Reason Magazine’s Nick Gillespie attempted yesterday to confront the dirty little secret about Ron Paul. The libertarian hero may be leading in some Iowa polls, but as the story about the racist newsletters that were published under his name in the 1980s and 90s catches fire, his more respectable backers need to face up to their candidate’s past. To his credit, Gillespie admits that it’s not a “smear” to bring up the issue of the Texas congressman’s connections to hate literature as well as to 9/11 truthers, the John Birch Society and conspiracy mongers like Alex Jones. Gillespie even owns up to the fact that Paul has had as many different answers to the question of his connections to hate as Herman Cain did about allegations of sexual harassment.

But rather than fess up to the fact that their presidential standard-bearer has been a magnet for crackpot racists who regard the United States government as the enemy, Gillespie tried to argue that this ought not to “invalidate” his candidacy because a) Paul is a nice guy; and b) the hate he promoted and the lunatics in his camp are not as bad as the system he’s trying to destroy. Like a good Marxist, all Gillespie can do is to claim that the end justifies the means. But as anyone who listens to him discuss foreign policy, far from being tangential to Paul’s crusade, his hate connections are integral to his appeal on the margins of society.

Gillespie is right that many libertarians and even Republicans will vote for Paul in spite of his troubling connections and not because of them. Many conservatives share with libertarians their disgust for big government and the compromises some Republicans have made in order to buy popularity. But Paul’s isolationism on foreign policy speaks to the conspiracy crowd precisely because his view of the world conforms to their vision of an evil America rampaging across the globe. Given his own extremism — which extends to his rationalizations of the Taliban and the Iranian regime — it’s little surprise that wingnuts of the extreme right and left flock to his cause (and deluge the websites of journalists who point out their candidate’s shortcomings with hate mail). Try as they might, respectable writers like Gillespie can’t explain away the fact that there is a straight line between the newsletters and many of his other views.

I understand that libertarians want to overturn the system, not just to reform it. There’s a facile logic to Paul’s approach, but that is exactly why the haters love him.

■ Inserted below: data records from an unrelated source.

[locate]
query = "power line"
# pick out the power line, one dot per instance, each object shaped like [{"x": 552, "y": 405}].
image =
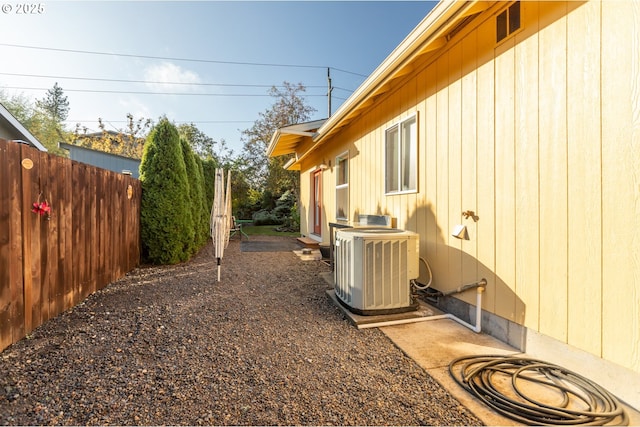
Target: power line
[
  {"x": 130, "y": 92},
  {"x": 168, "y": 58},
  {"x": 98, "y": 79}
]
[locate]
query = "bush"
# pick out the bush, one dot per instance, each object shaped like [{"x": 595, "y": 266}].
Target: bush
[
  {"x": 264, "y": 217},
  {"x": 165, "y": 207}
]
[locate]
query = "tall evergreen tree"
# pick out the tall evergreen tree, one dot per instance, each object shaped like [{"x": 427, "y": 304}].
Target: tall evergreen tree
[
  {"x": 55, "y": 104},
  {"x": 165, "y": 204}
]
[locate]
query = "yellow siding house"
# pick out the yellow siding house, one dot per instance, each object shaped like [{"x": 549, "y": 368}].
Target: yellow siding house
[{"x": 526, "y": 113}]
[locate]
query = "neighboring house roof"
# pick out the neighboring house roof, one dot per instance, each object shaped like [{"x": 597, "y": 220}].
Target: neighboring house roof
[
  {"x": 101, "y": 159},
  {"x": 431, "y": 34},
  {"x": 12, "y": 129},
  {"x": 286, "y": 139}
]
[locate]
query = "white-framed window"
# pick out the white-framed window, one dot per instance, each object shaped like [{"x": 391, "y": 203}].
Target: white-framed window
[
  {"x": 401, "y": 157},
  {"x": 342, "y": 186},
  {"x": 508, "y": 21}
]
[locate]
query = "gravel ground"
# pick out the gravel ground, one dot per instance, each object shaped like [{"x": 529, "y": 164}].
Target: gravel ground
[{"x": 171, "y": 346}]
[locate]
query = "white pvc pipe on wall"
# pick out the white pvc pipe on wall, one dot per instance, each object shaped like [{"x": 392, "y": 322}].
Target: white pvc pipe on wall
[{"x": 475, "y": 328}]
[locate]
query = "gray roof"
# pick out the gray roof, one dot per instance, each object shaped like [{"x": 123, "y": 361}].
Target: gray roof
[{"x": 12, "y": 129}]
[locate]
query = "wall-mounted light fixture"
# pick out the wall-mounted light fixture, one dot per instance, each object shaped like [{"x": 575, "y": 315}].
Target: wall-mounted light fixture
[
  {"x": 460, "y": 232},
  {"x": 470, "y": 214}
]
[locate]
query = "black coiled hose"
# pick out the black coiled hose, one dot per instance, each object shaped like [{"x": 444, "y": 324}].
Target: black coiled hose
[{"x": 582, "y": 401}]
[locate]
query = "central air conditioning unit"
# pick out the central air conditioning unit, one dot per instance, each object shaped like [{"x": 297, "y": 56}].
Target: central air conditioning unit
[{"x": 374, "y": 268}]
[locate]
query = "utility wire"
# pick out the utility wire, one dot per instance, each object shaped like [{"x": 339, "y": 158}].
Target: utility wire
[
  {"x": 153, "y": 93},
  {"x": 98, "y": 79},
  {"x": 168, "y": 58}
]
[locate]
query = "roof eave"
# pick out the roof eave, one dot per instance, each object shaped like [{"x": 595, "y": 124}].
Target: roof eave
[
  {"x": 21, "y": 129},
  {"x": 429, "y": 35}
]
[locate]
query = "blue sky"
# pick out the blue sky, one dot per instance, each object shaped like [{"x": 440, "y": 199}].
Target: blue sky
[{"x": 226, "y": 54}]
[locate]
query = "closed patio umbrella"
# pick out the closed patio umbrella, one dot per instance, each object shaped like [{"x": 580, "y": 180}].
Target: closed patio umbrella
[{"x": 220, "y": 215}]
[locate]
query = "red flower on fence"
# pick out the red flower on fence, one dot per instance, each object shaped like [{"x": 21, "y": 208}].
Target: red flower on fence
[{"x": 42, "y": 208}]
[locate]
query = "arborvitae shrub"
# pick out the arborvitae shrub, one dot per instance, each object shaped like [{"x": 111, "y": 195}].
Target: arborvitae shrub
[
  {"x": 165, "y": 202},
  {"x": 205, "y": 212}
]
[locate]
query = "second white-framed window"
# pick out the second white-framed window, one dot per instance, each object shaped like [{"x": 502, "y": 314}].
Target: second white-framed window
[
  {"x": 401, "y": 157},
  {"x": 342, "y": 186}
]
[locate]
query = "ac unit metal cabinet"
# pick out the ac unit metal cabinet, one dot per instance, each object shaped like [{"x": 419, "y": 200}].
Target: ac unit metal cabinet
[{"x": 374, "y": 268}]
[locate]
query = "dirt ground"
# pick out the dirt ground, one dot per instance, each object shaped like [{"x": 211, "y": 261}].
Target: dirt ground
[{"x": 172, "y": 346}]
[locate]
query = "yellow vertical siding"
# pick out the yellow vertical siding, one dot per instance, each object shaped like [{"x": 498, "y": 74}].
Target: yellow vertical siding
[
  {"x": 553, "y": 169},
  {"x": 440, "y": 259},
  {"x": 584, "y": 271},
  {"x": 505, "y": 178},
  {"x": 469, "y": 155},
  {"x": 454, "y": 159},
  {"x": 621, "y": 182},
  {"x": 540, "y": 136},
  {"x": 486, "y": 228},
  {"x": 527, "y": 219}
]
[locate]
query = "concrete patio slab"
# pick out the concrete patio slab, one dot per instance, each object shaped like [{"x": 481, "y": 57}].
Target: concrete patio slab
[{"x": 433, "y": 344}]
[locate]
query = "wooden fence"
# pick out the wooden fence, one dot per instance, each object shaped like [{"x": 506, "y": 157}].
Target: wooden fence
[{"x": 51, "y": 262}]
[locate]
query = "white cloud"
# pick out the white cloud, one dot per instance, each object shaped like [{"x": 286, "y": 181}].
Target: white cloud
[{"x": 169, "y": 77}]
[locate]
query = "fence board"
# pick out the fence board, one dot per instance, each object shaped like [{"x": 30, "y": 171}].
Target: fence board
[
  {"x": 48, "y": 265},
  {"x": 5, "y": 252}
]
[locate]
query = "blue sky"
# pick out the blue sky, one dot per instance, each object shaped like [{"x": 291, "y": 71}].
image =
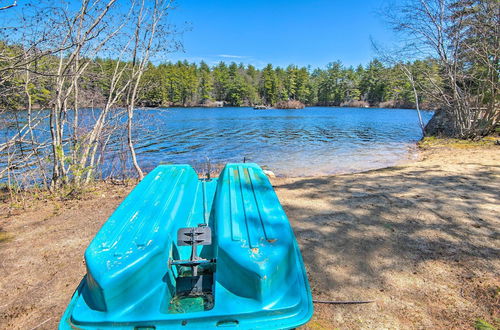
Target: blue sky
[{"x": 281, "y": 32}]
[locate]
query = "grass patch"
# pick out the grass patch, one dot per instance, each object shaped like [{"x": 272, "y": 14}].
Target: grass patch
[{"x": 483, "y": 325}]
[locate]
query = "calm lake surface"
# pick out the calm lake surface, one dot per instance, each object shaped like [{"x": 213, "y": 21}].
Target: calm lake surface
[{"x": 311, "y": 141}]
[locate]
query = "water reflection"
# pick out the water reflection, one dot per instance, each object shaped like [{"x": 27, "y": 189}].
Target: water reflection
[{"x": 311, "y": 141}]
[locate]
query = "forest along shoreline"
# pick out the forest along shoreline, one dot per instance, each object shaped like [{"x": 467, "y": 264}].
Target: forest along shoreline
[{"x": 421, "y": 239}]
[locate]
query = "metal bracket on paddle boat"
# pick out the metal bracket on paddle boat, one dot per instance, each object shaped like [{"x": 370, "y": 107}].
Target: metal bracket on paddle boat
[{"x": 194, "y": 236}]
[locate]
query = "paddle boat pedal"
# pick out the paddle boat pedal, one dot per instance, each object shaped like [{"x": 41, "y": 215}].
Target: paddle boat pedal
[
  {"x": 194, "y": 284},
  {"x": 152, "y": 265}
]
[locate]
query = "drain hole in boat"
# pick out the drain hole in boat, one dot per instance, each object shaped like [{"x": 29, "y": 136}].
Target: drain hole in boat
[{"x": 227, "y": 323}]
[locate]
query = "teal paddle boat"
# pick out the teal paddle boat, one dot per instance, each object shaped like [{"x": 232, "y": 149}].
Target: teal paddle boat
[{"x": 183, "y": 252}]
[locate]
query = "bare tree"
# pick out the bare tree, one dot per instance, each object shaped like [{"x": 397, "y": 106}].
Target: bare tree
[
  {"x": 446, "y": 31},
  {"x": 149, "y": 37}
]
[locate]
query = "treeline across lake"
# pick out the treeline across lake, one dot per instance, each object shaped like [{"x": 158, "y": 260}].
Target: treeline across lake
[{"x": 187, "y": 84}]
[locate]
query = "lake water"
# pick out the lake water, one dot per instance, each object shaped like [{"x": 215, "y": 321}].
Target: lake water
[{"x": 311, "y": 141}]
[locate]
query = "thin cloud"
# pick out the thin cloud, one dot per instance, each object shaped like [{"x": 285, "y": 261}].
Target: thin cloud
[{"x": 231, "y": 56}]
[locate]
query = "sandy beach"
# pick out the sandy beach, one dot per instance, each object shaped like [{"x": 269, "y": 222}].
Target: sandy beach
[{"x": 421, "y": 240}]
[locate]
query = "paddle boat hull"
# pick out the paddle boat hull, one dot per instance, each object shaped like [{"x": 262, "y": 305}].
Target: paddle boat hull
[{"x": 180, "y": 252}]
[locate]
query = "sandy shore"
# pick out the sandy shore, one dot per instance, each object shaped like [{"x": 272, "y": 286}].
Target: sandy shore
[{"x": 421, "y": 239}]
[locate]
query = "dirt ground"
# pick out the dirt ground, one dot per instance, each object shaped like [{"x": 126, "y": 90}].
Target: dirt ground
[{"x": 421, "y": 240}]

As much as libertarians and anti-establishment Republicans want to believe in him, he is a product of the John Birch milieu of the far right, and that leaves them twisting themselves into pretzels trying to justify supporting a candidate for president who is irredeemably damaged by the lunatic fringe with which he has long associated himself.

In defense of Paul’s candidacy, Gillespie seems to be arguing that libertarians need to rally around him despite his imperfections because he is the most viable spokesman for their ideas:

Paul is not the perfect vessel for a libertarian message, but waiting for perfection is something ideologues insist on. Most of us are far more interested in someone who at least has shown he understands the most pressing issues of the moment — and the future.

With all due respect to Gillespie, you have to be taking some of the drugs that Paul wants to legalize in order to believe he has even a remote chance of being the Republican nominee, let alone elected president. Far from a pragmatic attempt to get him into the White House, his campaign is still very much the stuff of ideologues. Moreover, libertarians also need to face up to the fact that their little coalition of fellow travelers is populated by those to whom Paul’s disturbing record is an attraction rather than a drawback.

Principled libertarians need to rethink a decision to tie their ideas to such a flawed vessel. It’s more than obvious to all but his zealots that the vast majority of Americans want nothing to do with a candidate like Paul even if some aspects of his libertarian beliefs are attractive. Those intellectuals who try to justify supporting such a person’s futile run despite his long involvement with a hateful lunatic fringe are trashing their movement’s integrity for very little in return.